There is another thing: A friend of mine had his Colnago C40 simply fall apart. At the time this happened he was going about 5 mph riding up onto a bicycle path. 20 minutes later he would have crossed the Golden Gate Bridge and been descending into Sausalito at 40 mph.

Now he will not touch carbon fiber anything and had custom Italian steel bikes made for himself and his wife. Every time carbon fiber is mentioned now he says that all of these carbon fiber parts will break like glass. And since the simple little crash broke his finger in such a manner that it is paralyzed you can understand him.

I also have three carbon fiber forks break on me.

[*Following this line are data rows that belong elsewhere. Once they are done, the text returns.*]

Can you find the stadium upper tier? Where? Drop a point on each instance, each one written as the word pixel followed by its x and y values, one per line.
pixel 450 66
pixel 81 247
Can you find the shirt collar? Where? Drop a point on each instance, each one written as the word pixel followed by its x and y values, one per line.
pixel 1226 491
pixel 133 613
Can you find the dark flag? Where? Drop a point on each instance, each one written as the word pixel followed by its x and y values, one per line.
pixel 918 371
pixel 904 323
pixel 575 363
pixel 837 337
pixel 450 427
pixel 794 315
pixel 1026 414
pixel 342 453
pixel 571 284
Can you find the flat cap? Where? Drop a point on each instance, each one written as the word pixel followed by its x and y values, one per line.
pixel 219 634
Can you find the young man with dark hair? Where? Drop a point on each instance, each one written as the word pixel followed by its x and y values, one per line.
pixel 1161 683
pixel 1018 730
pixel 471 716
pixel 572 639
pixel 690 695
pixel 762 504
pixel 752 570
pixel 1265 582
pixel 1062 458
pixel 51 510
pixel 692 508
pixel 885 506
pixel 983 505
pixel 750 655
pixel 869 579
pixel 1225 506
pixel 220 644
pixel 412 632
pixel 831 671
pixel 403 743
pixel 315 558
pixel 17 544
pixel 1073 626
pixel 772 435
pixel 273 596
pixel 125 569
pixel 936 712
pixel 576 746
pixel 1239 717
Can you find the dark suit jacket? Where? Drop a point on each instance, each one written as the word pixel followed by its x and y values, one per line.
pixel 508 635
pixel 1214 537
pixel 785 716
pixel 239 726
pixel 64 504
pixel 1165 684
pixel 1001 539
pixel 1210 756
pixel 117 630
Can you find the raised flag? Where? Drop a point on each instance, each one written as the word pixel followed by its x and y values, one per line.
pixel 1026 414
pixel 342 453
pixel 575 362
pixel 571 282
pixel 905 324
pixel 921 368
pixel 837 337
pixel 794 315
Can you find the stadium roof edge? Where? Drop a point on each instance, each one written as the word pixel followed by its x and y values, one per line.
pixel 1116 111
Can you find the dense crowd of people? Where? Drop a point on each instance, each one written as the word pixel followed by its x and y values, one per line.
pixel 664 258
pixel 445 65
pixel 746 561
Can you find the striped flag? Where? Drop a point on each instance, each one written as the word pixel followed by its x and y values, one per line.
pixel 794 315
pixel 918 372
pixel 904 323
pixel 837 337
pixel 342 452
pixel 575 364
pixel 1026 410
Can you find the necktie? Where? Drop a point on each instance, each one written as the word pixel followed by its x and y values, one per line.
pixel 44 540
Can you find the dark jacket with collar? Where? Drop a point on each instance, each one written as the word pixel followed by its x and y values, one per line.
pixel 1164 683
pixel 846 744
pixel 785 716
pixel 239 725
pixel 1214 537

But I'm an engineer and understand the learning curve of using new materials. To my mind we have matured the carbon fiber construction techniques and design.

But having an intellectual conviction and not having it come up in your mind as you're descending at 40 mph are two different things. Especially when you have car traffic speeding by. So even though I know that there are any number of things that could fail and dump you into the path of a speeding car I end up slowing up all the time as the "breaking like glass" comment passes through my mind on steep descents. And this despite the fact that I am only VERY seldom passed on descents.

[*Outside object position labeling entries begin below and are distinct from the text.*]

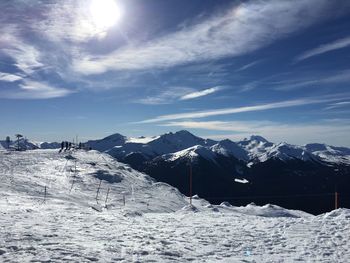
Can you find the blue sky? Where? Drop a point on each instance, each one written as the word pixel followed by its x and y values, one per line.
pixel 220 69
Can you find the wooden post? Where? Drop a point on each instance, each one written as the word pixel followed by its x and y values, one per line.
pixel 336 200
pixel 107 196
pixel 191 182
pixel 98 191
pixel 75 167
pixel 45 194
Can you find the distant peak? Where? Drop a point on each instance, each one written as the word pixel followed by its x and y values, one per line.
pixel 183 132
pixel 257 138
pixel 115 136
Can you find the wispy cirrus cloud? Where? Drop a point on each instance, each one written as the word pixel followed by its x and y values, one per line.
pixel 342 76
pixel 9 77
pixel 249 65
pixel 338 105
pixel 174 94
pixel 201 93
pixel 324 131
pixel 26 57
pixel 165 97
pixel 35 90
pixel 222 35
pixel 324 48
pixel 259 107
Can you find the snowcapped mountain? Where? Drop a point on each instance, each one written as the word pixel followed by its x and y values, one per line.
pixel 24 144
pixel 84 206
pixel 107 143
pixel 230 148
pixel 252 150
pixel 253 166
pixel 285 152
pixel 329 153
pixel 255 146
pixel 191 154
pixel 164 144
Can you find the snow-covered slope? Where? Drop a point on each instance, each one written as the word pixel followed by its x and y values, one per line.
pixel 26 174
pixel 49 145
pixel 69 225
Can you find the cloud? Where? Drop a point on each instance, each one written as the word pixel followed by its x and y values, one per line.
pixel 35 90
pixel 166 97
pixel 26 57
pixel 338 105
pixel 249 65
pixel 201 93
pixel 69 21
pixel 9 77
pixel 337 44
pixel 222 35
pixel 338 77
pixel 260 107
pixel 324 131
pixel 175 94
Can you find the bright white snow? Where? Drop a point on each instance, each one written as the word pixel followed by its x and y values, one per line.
pixel 155 225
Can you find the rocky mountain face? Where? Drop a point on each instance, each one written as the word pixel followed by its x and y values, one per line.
pixel 251 170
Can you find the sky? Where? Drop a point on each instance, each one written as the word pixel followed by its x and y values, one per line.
pixel 220 69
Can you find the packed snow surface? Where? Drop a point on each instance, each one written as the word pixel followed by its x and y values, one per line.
pixel 156 224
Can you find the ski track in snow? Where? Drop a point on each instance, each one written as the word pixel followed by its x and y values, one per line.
pixel 152 227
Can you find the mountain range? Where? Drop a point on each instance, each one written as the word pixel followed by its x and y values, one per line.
pixel 252 170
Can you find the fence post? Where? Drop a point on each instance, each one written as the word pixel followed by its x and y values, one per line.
pixel 45 191
pixel 336 200
pixel 107 196
pixel 98 191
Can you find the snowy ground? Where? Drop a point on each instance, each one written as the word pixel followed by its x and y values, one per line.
pixel 155 225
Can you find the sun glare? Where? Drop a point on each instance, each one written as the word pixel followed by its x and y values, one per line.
pixel 105 13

I also know that of all the steel bikes I've owned not a one of them has failed. And I have a serious concussion, 2 years walking and talking and not being there until I was on the verge of dying from not even remembering to eat until my NCIS friend took me to Stanford University medical center and they suggested a neurologist who treated it properly. I have to take $100 of pills a month that destroy my sense of balance for the rest of my life. So it is a good thing that bicycles balance themselves. So having an early carbon fiber fork actually explode like a gunshot goes through my mind whenever I'm riding non-steel frames and forks.

Modern bicycles are made for lightness. Aluminum wheelsets wear out RAPIDLY. Steel and aluminum frames and forks cannot be repaired. While CF frames can be repaired (NOT FORKS) and CF wheels with rim brakes have about the same lifespan as lightweight aluminum wheelsets, everyone is going to have their own tastes. I am a 75 year old sports riding and my worrying about 5lbs difference in overall weight of a frame would be silly. I have two steel bikes, two aluminum bikes and two carbon fiber bikes. My average speed over known courses with climbing on them is within fractional mph and it doesn't seem to have anything to do with the 5 lb difference in weight from the lightest to the heaviest. It is far more dependent upon how I feel that way.

So buy the bike that you want to buy and not what someone tells you that you should. I can tell you absolutely I would NOT buy disk brake, electric shifting, titanium bikes or super light CF bikes. Paying $10,000 for one of these strikes me as the height of ignorance. A Cat 1 racer couldn't tell the difference between that an old DeRosa with worn Campagnolo 9 speed shifting. There is FAR more difference between cheap and expensive tires.

So high quality is not the material but the workmanship and that has been around for decades.

Last edited by RiceAWay; 06-04-19 at 08:33 AM.